I have the following question:
Let $X$ be a random variable, prove that for any real number $a$,
$$\mathrm{Var}(X) \le E[(X-a)^2].$$
The question gives a hint by saying:
Write $\mathrm{Var}(X) = E[(X-a-(E[X]-a)^2)$.

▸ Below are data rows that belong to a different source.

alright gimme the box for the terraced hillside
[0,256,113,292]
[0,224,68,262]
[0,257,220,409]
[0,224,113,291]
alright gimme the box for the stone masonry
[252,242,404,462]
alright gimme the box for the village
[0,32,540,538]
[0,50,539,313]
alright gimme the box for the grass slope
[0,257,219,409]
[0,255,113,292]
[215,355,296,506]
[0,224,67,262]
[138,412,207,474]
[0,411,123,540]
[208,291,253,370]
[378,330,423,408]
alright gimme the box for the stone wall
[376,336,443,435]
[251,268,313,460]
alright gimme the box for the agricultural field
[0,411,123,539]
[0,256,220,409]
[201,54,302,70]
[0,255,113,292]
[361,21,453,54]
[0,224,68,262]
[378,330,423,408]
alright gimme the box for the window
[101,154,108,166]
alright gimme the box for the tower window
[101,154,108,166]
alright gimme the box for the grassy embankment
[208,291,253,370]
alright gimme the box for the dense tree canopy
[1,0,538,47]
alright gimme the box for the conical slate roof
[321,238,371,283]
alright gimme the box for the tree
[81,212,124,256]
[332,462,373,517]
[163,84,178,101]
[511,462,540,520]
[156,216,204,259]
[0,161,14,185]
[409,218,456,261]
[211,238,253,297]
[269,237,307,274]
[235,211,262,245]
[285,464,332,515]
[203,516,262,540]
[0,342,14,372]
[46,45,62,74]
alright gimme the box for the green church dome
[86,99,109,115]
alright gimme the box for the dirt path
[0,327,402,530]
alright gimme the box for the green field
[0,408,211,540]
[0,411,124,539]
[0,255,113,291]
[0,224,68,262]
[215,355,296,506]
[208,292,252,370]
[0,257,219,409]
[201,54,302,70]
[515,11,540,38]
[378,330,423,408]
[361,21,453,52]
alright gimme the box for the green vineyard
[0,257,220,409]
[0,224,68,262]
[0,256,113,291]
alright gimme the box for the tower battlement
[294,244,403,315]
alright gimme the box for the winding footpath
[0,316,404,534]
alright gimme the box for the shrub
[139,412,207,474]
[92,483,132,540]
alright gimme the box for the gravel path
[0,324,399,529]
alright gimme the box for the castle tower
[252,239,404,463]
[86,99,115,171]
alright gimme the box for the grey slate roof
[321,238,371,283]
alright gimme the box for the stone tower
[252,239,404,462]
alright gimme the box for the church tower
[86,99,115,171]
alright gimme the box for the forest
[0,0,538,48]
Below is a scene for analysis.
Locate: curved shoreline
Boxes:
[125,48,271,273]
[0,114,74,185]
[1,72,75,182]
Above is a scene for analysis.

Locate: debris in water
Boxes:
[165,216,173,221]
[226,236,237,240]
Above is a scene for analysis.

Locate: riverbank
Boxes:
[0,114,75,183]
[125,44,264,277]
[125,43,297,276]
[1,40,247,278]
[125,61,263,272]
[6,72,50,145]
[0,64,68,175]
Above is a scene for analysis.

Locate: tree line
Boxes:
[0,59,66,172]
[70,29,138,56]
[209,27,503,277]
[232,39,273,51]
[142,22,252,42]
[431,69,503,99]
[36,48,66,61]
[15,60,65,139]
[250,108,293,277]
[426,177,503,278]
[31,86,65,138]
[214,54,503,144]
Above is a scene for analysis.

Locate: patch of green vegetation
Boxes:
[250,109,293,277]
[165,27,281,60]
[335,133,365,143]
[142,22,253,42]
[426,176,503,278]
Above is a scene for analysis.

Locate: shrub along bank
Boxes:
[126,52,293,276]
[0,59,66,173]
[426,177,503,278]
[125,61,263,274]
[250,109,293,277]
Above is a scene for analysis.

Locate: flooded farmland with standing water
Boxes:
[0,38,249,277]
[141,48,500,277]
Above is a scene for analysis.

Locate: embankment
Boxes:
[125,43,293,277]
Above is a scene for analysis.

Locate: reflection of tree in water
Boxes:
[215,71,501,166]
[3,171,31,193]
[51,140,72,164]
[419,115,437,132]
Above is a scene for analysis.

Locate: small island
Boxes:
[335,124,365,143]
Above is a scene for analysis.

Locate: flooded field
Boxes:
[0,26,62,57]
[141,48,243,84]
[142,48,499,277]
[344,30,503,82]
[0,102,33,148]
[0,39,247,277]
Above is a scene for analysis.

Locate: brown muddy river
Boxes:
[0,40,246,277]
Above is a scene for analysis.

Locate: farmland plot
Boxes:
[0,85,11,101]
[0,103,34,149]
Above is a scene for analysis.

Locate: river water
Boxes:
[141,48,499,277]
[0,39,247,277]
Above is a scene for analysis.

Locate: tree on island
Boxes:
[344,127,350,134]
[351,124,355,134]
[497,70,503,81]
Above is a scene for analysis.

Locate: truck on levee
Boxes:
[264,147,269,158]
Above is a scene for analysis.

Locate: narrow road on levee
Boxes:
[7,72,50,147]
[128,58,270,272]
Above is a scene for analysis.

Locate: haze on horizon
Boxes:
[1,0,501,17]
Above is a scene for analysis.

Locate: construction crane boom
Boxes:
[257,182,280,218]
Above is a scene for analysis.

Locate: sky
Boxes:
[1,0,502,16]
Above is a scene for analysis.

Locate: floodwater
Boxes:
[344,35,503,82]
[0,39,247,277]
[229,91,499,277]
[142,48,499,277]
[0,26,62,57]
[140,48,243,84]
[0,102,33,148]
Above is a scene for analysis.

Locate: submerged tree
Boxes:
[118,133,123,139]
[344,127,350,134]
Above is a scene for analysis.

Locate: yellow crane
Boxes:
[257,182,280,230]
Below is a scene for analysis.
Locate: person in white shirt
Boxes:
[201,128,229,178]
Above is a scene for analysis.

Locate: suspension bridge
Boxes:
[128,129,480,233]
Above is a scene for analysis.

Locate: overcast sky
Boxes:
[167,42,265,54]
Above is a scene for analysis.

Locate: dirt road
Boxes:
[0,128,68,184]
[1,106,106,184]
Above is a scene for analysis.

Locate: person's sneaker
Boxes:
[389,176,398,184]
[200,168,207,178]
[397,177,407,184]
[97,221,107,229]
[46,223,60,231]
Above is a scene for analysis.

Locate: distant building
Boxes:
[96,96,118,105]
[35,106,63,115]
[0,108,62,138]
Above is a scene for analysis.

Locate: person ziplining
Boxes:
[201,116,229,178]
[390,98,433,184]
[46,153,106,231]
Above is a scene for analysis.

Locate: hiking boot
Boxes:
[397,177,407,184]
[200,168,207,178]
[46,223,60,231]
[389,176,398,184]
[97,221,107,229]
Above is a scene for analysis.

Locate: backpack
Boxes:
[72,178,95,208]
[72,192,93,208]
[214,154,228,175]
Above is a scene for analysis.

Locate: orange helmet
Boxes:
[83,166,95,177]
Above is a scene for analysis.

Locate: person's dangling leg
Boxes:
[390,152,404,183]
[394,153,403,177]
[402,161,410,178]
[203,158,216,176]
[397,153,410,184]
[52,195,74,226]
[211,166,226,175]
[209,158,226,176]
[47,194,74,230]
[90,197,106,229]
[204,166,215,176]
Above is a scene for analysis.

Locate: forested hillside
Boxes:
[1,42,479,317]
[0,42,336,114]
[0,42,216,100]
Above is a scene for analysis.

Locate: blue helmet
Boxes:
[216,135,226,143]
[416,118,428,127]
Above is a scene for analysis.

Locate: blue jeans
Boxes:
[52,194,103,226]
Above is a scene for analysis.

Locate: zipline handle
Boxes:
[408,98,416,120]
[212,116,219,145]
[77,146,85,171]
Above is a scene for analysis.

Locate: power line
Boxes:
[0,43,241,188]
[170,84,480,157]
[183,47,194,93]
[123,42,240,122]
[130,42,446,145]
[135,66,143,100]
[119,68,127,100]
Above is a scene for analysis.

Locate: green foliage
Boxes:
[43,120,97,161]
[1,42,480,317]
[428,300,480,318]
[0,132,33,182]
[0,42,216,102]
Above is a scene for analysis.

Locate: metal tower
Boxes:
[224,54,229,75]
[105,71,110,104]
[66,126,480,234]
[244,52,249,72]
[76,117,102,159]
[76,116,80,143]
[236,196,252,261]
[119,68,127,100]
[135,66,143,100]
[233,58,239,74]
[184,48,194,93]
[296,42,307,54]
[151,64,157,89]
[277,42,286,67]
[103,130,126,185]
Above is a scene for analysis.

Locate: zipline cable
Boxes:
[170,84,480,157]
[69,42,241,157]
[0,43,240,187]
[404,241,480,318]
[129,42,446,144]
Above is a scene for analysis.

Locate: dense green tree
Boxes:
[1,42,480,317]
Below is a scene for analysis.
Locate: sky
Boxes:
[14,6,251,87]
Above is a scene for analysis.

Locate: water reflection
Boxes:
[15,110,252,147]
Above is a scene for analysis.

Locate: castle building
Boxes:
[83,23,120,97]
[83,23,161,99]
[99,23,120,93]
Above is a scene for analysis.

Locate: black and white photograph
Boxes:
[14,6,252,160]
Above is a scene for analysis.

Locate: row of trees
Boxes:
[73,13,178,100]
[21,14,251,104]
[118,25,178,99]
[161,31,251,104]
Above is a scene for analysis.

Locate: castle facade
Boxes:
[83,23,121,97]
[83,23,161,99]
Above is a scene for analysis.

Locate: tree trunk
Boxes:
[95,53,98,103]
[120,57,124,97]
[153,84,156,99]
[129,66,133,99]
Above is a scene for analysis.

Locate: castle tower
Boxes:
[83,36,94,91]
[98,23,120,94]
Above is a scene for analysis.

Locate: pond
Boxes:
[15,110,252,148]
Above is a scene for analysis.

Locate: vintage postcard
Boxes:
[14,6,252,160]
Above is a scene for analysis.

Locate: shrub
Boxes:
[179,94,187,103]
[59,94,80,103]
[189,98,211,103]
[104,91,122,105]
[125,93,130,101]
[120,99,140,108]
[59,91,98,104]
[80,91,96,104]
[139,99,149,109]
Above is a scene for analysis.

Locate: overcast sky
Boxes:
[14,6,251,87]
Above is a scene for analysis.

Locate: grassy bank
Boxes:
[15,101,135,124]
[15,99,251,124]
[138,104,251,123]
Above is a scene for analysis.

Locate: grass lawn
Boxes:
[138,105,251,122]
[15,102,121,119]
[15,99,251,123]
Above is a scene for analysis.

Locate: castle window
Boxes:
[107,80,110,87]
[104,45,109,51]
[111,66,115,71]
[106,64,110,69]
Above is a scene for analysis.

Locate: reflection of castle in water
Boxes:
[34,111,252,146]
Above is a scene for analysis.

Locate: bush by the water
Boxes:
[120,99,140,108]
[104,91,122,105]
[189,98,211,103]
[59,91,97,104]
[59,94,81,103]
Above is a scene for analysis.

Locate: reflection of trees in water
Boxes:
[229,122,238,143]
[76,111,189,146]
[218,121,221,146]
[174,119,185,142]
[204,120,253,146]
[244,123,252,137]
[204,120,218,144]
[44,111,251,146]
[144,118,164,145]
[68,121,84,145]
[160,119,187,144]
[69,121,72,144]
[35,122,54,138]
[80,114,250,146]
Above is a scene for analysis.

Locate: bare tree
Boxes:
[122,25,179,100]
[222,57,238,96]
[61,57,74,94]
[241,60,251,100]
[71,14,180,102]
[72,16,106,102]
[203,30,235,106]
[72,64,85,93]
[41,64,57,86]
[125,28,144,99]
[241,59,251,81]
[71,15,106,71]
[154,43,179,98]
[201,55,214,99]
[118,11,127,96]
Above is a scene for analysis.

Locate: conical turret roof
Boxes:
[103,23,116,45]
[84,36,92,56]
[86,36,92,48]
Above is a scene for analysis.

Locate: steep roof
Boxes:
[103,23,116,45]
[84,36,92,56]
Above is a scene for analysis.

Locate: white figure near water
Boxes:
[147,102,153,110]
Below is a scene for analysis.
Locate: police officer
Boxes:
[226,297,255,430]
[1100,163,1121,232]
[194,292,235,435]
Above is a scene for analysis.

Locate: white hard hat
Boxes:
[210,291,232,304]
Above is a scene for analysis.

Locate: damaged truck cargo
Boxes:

So I thought about just expanding the LHS:
\begin{align*}
E[(X-a)^2]
&= E[X^2 – 2aX – a^2] \\
&=E[X^2] – 2aE[X] – a^2
\end{align*}
Since $a$ is a constant $E[a^2]= a^2$.
I did not see anything obvious so I did the same thing to the RHS:
\begin{align*}
\mathrm{Var}(X)
&= E[(X – a – (E[X] – a))^2] \\
&= E[X] – E[a] -E[(E[X])^2 – aE[X] +a^2] \\
&= E[X] – a – (E[X])^2 – aE[X]+a^2
\end{align*}
But now I am stuck because I feel like a did a ton of algebra, and don't know how to proceed. Any help on to get unstuck (or if I misinterpreted something) would be greatly appreciated.
Best Answer
We know that $\operatorname{Var}(X) = E[X^2] - E^2[X]$. Let's see how can we massage $E[(X - a)^2]$:
\begin{eqnarray} E[(X - a)^2] &=& \\ &=& E[X^2 - 2 a E[X] + a^2] \\ &=& a^2 - 2aE[X] + E[X^2] \\ &=& (a - E[X])^2 + E[X^2] - E^2[X] \\ &=& (a - E[X])^2 + \operatorname{Var}(X) \end{eqnarray}
This concludes the proof :)